Disclosure is the process in litigation during which the parties disclose to the other parties documents that are relevant to the case. The parties can therefore see evidence that both supports and undermines its case. It very often proves one of the more lengthy, and costly, phases in litigation.
New rules governing disclosure have been announced to operate in the Business and Property Courts that will take effect from 1 January 2019. These new rules aim to tackle the length and cost of disclosure through simplifying the procedure where possible.
The important changes will be:
- A new express duty to disclose known adverse documents in all cases. Previously, an order to do so would have to have been made.

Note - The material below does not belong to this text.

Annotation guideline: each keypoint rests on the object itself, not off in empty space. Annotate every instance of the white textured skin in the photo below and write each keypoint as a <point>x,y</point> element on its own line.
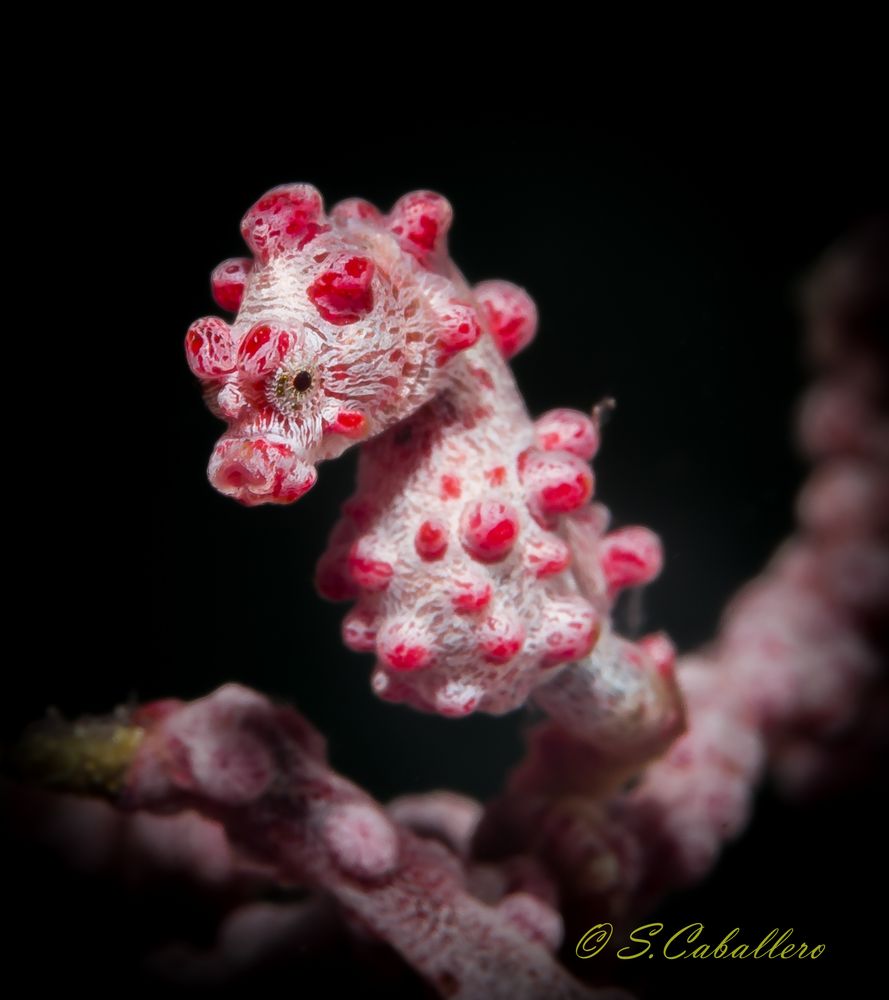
<point>352,364</point>
<point>427,414</point>
<point>399,486</point>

- Initial disclosure of key documents necessary for other parties to understand the case they have to meet will be given with the parties’ Statements of Case, i.e. the Particulars of Claim (Claimant) or the Defence (Defendant). This is earlier than the current position. It is hoped that this initial disclosure may mean further, lengthier and more onerous disclosure later in the case is not needed. And, perhaps, it may lead the parties to an early pre-action settlement.
- Following Statements of Case, the parties will be required to meet, discuss disclosure and produce a joint Disclosure Review Document. This document will set out the issues on which documents might assist the Court to determine the issues, make proposals for further disclosure and share information concerning the storage of documents and methods to search documents. It is hoped this Disclosure Review Document will assist the parties to agree upon a disclosure method that is best-suited to the case. The parties must cooperate in producing this document so that the Court knows the parties’ views and the likely costs of the disclosure proposed.
- The Court will also consider disclosure methods and there is a push for the Court to be more involved in this process, guided by the familiar tests of reasonableness and proportionality, and to not simply accept the method proposed by the parties. The parties will also be able to apply to the Court for guidance where necessary.
As always with procedural changes, the proof will be in the pudding to see whether the changes have the desired effect, i.e. the reduction of costs and alleviating the burden of disclosure, or whether they give rise to further arguments that ultimately add to the burden and cost of the process.